# verl场景下Snapshot数据采集和分析案例

## 问题背景

verl训练任务在PPO/RLHF等场景中，显存压力通常集中在rollout生成、actor更新、reference logprob计算、critic更新、reward model推理、checkpoint保存等阶段。为了定位峰值显存来源、观察显存是否随step持续增长、对比不同rank之间的显存分配差异，可以使用verl内置的`torch_memory` profiler采集PyTorch memory snapshot。

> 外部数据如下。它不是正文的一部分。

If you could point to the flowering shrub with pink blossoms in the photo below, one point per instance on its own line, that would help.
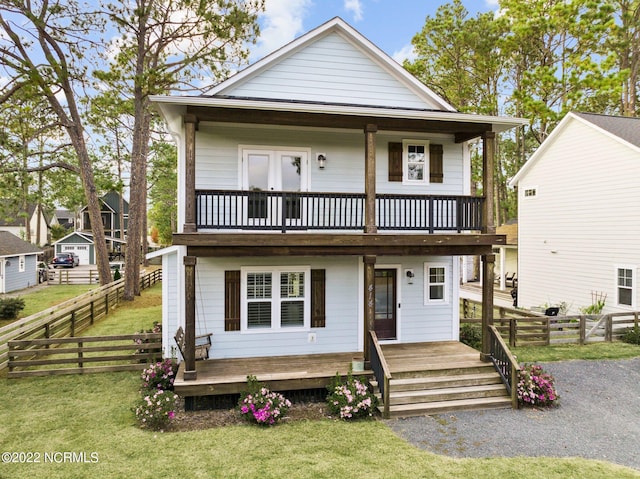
(261, 406)
(158, 404)
(160, 375)
(350, 399)
(535, 386)
(156, 409)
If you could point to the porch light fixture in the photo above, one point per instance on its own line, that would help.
(410, 275)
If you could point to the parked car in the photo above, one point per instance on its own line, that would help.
(43, 274)
(67, 260)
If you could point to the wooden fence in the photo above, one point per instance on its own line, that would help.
(71, 317)
(525, 328)
(79, 355)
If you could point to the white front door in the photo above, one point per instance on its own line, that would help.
(2, 275)
(267, 171)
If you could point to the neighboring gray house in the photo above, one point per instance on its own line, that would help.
(18, 263)
(578, 215)
(13, 219)
(78, 243)
(81, 243)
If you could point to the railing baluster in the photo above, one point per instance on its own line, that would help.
(277, 210)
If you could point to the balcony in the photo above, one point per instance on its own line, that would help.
(306, 211)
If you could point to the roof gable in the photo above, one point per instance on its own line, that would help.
(11, 245)
(624, 130)
(332, 64)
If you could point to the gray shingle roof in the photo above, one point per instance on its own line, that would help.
(627, 128)
(11, 245)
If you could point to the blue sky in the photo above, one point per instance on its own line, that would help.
(390, 24)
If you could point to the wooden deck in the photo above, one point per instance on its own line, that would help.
(280, 373)
(288, 373)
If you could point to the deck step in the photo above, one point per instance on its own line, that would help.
(444, 369)
(441, 407)
(446, 394)
(438, 382)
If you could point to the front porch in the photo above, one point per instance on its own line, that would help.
(426, 378)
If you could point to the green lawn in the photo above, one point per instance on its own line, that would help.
(91, 414)
(541, 354)
(44, 297)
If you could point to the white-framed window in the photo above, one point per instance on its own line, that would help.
(415, 159)
(275, 298)
(625, 286)
(436, 280)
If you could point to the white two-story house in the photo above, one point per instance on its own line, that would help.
(324, 193)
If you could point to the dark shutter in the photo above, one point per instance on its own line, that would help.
(232, 300)
(318, 316)
(395, 161)
(436, 172)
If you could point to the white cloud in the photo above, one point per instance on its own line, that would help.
(405, 53)
(280, 23)
(355, 7)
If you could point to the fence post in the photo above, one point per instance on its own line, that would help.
(513, 324)
(548, 324)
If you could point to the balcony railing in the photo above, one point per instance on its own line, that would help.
(290, 211)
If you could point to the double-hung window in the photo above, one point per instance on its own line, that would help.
(416, 161)
(436, 280)
(625, 286)
(275, 298)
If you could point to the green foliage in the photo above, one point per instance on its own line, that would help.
(351, 398)
(471, 335)
(595, 308)
(535, 386)
(10, 307)
(259, 405)
(163, 182)
(632, 336)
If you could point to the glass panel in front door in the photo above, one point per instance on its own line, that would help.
(385, 307)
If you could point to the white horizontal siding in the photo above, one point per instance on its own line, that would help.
(217, 159)
(330, 70)
(582, 223)
(342, 316)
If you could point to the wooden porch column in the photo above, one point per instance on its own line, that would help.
(488, 262)
(370, 179)
(190, 317)
(369, 302)
(190, 127)
(488, 161)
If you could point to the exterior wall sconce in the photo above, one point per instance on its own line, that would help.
(322, 159)
(410, 275)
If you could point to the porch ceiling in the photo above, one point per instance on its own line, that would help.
(461, 130)
(351, 244)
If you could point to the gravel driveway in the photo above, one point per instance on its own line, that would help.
(598, 418)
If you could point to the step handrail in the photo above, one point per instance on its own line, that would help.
(381, 371)
(505, 363)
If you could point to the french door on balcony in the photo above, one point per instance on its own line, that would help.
(266, 173)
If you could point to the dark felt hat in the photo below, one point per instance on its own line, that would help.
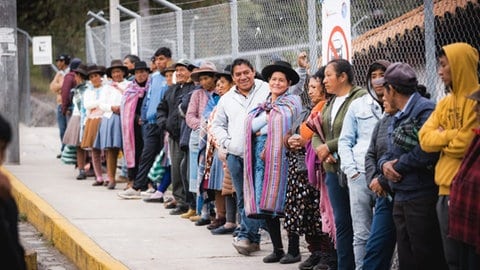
(116, 63)
(283, 67)
(141, 65)
(400, 74)
(81, 69)
(93, 68)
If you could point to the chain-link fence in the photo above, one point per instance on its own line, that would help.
(265, 30)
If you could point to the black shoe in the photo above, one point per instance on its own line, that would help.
(222, 230)
(81, 176)
(178, 211)
(289, 258)
(202, 222)
(274, 257)
(311, 262)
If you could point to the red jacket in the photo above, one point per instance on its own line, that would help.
(464, 209)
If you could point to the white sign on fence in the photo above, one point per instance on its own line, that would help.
(42, 50)
(133, 38)
(336, 31)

本文介绍verl场景下snapshot数据的采集方法，并给出基于MindStudio Insight的分析案例。

## 定位思路

1. 优先使用最小化采集参数验证snapshot链路可用。
2. 单卡场景采集rank 0，并控制采集步数，降低运行开销。
3. 多卡场景优先采集代表性rank；只有需要观察所有rank差异时，才开启all-rank采集。
4. 采集完成后检查输出目录，确认snapshot文件生成且非空。
5. 后续使用MindStudio Insight分析工具进行问题分析。

## Snapshot数据采集

### 采集参数说明

verl中开启memory snapshot采集的核心参数如下：

| 参数 | 说明 |
| --- | --- |
| `global_profiler.tool` | 选择verl的PyTorch显存采集工具。 |
| `global_profiler.save_path` | snapshot文件输出目录。 |
| `actor_rollout_ref.actor.profiler.enable` | 开启actor侧profiler集成。 |
| `actor_rollout_ref.actor.profiler.ranks` | 指定采集的rank数组，适合单rank或少量rank采集。 |
| `actor_rollout_ref.actor.profiler.all_ranks` | 采集所有rank，文件量和运行开销较大。 |
| `trainer.device` | 指定训练任务使用的设备类型，例如`cuda`或`npu`。 |
| `global_profiler.steps` | 控制采集的step范围。每次采集完成后会删除已有的memory history历史记录，避免不同采集窗口的数据相互混入。 |
| `global_profiler.global_tool_config.torch_memory.trace_alloc_max_entries` | 保留的显存分配记录数量。值越大，snapshot越完整，但额外开销越高。 |
| `global_profiler.global_tool_config.torch_memory.stack_depth` | 记录的调用栈深度。值越大，越有利于归因，但额外开销越高。 |

### 单卡采集命令

单卡任务只需要采集rank 0。以下命令以`verl.trainer.main_ppo`为入口，用户可将其中的数据集、模型和训练参数替换为实际任务配置。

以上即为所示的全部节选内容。